Centrale Raad van Beroep

Datum uitspraak
12 mei 2010
Publicatiedatum
5 april 2013
Zaaknummer
08-4669 AKW
Instantie
Centrale Raad van Beroep
Type
Uitspraak
Rechtsgebied
Bestuursrecht; Socialezekerheidsrecht
Procedures
  • Hoger beroep
Vindplaatsen
  • Rechtspraak.nl
AI samenvatting door LexboostAutomatisch gegenereerd

Terugvordering van onverschuldigd betaalde kinderbijslag en boete door de Sociale verzekeringsbank

In deze zaak heeft de Centrale Raad van Beroep op 12 mei 2010 uitspraak gedaan in het hoger beroep van appellante, die in beroep ging tegen een beslissing van de rechtbank Amsterdam. De zaak betreft de terugvordering van onverschuldigd betaalde kinderbijslag door de Sociale verzekeringsbank (Svb) en de oplegging van een boete aan appellante. De Svb had op 3 februari 2006 besloten de kinderbijslag voor de dochter van appellante met ingang van 23 maart 2003 te beëindigen, omdat appellante vanaf die datum in Engeland werkzaam was en niet meer verzekerd was onder de Algemene Kinderbijslagwet (AKW). Appellante heeft geen bezwaar gemaakt tegen dit besluit, waardoor het in rechte vaststond dat de Svb onverschuldigd kinderbijslag had betaald.

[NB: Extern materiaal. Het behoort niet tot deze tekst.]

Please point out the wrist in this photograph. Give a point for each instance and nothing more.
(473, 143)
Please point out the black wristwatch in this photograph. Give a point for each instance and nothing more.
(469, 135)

De Svb heeft vervolgens op 17 november 2006 de onverschuldigd betaalde kinderbijslag van € 1.986,41 teruggevorderd en een boete van € 209,- opgelegd, omdat appellante haar werkzaamheden in Engeland niet tijdig had gemeld. De rechtbank heeft het beroep van appellante ongegrond verklaard, waarna zij in hoger beroep ging. Appellante voerde aan dat het niet tijdig doorgeven van wijzigingen haar niet verweten kon worden, omdat er misbruik was gemaakt van haar identiteitspapieren.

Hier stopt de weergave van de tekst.